2.2. Bij besluit van 7 oktober 2010 is het bezwaar ongegrond verklaard. Opgemerkt wordt dat door de deelname aan de regeling voor personen die onverzekerbaar zijn, appellante wordt beschouwd als te zijn geboren vóór 1950 (artikel 14, eerste lid, onder c, van de ANW). Op die grond is de uitkering toegekend. Van een particuliere, vrijwillige regeling, is dan ook geen sprake.
3. De rechtbank heeft het beroep ongegrond verklaard. De stelling van appellante dat hier sprake is van een bijzondere (aanvullende) particuliere, vrijwillige verzekering wordt niet gevolgd. De regeling op grond van de ANW voor personen die bij een particuliere verzekeraar onverzekerbaar zijn, maakt door middel van artikel 66a van de ANW deel uit van de ANW. Niet kan worden gesteld dat sprake is van een afwijking van een bestaande wettelijke regeling. Appellante heeft gebruik gemaakt van deze regeling en daarmee veilig gesteld dat zij heeft voldaan aan de uitkeringsvoorwaarde van artikel 14, eerste lid, sub c, van de ANW.
4.1. In hoger beroep hebben partijen hun in de eerdere fasen van het geschil ingenomen standpunten in essentie herhaald.
4.2. De Raad komt tot de volgende beoordeling.
4.3. Door deel te nemen aan de bijdrageregeling ex artikel 66a van de ANW heeft appellante bewerkstelligd dat zij, bij het overlijden van haar man, voldeed aan de voorwaarde voor een ANW-uitkering neergelegd in artikel 14, eerste lid, onder c, van de ANW. Van een vrijwillige, particuliere verzekering, die recht geeft op een daarvan te onderscheiden nabestaandenuitkering, is geen sprake.

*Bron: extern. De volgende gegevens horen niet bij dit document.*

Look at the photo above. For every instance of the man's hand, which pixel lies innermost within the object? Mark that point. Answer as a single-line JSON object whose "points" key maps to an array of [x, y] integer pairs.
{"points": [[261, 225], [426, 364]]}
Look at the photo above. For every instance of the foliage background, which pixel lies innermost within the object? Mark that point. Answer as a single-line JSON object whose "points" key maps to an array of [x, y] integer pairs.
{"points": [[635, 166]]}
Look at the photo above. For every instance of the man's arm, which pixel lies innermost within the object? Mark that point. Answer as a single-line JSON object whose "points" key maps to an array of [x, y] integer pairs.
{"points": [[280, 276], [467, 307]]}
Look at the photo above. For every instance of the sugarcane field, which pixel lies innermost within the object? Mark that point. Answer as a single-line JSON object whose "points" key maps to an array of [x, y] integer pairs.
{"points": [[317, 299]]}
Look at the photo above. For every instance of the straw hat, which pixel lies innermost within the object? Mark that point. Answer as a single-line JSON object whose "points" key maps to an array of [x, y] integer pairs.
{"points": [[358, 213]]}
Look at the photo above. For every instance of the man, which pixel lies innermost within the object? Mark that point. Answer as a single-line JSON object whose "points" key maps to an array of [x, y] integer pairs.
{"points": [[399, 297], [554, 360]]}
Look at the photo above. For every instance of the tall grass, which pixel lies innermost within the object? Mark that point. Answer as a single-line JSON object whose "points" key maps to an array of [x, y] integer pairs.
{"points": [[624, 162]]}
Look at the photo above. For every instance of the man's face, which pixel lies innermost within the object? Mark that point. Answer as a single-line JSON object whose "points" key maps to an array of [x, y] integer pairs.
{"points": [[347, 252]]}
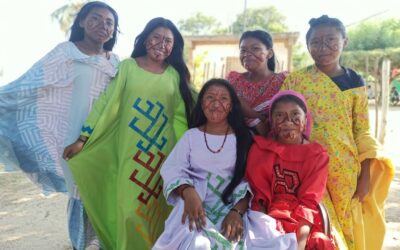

De rechtbank heeft het beroep dan ook terecht ongegrond verklaard. Het hoger beroep is vergeefs ingesteld.
BESLISSING
De Centrale Raad van Beroep bevestigt de aangevallen uitspraak.
Deze uitspraak is gedaan door M.M. van der Kade als voorzitter en H.J. Simon en E.E.V. Lenos als leden, in tegenwoordigheid van M.R. Schuurman als griffier. De beslissing is uitgesproken in het openbaar op 7 september 2012.